WHEN Lindokuhle Kweyama found the lunch she had packed for her 19-month-old daughter untouched, in what was left of the informal crèche where she had left her, she knew her baby was gone.
Her daughter Okuhle – who only came to live with her in the township last month – was washed away by floodwaters from a river that broke its banks in DX5, Umlazi, on Tuesday morning.
“When I got to the room where my child is usually kept I realized something was not right because they were avoiding eye contact with me,” she said.
“They then called me to another room and then I realised there was a problem… her lunch was still full and hadn’t been eaten,” she said as tears lined her cheeks.
The storm battered the coast of KwaZulu-Natal for more than 12 hours on Tuesday and left a swathe of destruction and 11 people dead and many more still missing.
It stalled trains and left motorists stranded on flooded highways.
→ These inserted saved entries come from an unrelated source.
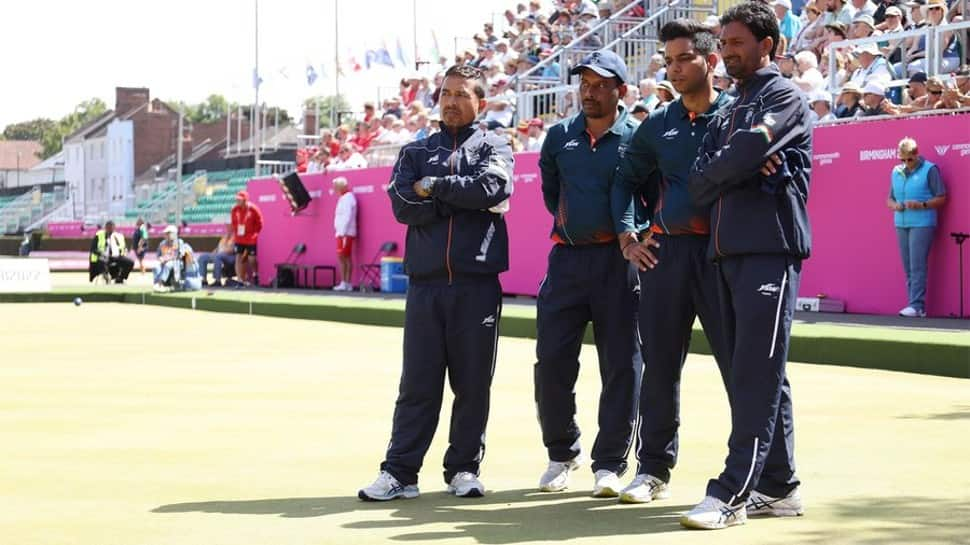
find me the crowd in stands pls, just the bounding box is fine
[295,0,969,173]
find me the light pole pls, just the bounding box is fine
[176,108,184,227]
[17,151,21,187]
[254,0,261,175]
Hundreds of households were without electricity.
Among them is Okuhle, whose body was swept down the surging rapids after she was pulled from the crèche by a scholar who had tried to save her.
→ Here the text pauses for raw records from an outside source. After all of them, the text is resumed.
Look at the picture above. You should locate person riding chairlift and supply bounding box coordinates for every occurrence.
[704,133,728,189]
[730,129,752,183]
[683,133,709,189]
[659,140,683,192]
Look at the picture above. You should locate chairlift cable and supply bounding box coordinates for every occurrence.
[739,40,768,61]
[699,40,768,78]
She had been carried to the side of the river while the youth went back for other children but the watermark rose and she was swept downstream.
Kweyama said that her daughter had so loved spending time with her that last month she moved to Umlazi from where she had been previously living with an aunt.
“My child has just started living here, it hasn’t even been a month… My child is the only one who is gone.”
“To be honest I don’t know [if she is alive or not]… if they don’t find her then I will never know what happened,” she said.
Police Search and Rescue technicians and other emergency service personnel continue to search for those who went missing during the storm.
According to a statement from the KZN Provincial government, the clean-up operation had begun in earnest while the extent of the damage across the city was assessed.
“Yesterday’s storm was quite unprecedented in its ferocity. As many as eight casualties have been reported and many communities have been rendered homeless,” the statement said.
“Many people’s lives have been interrupted by displacement, power outages and severe damage to both public and private infrastructure. In addition, schools and hospitals have experienced serious interruptions to their operations.”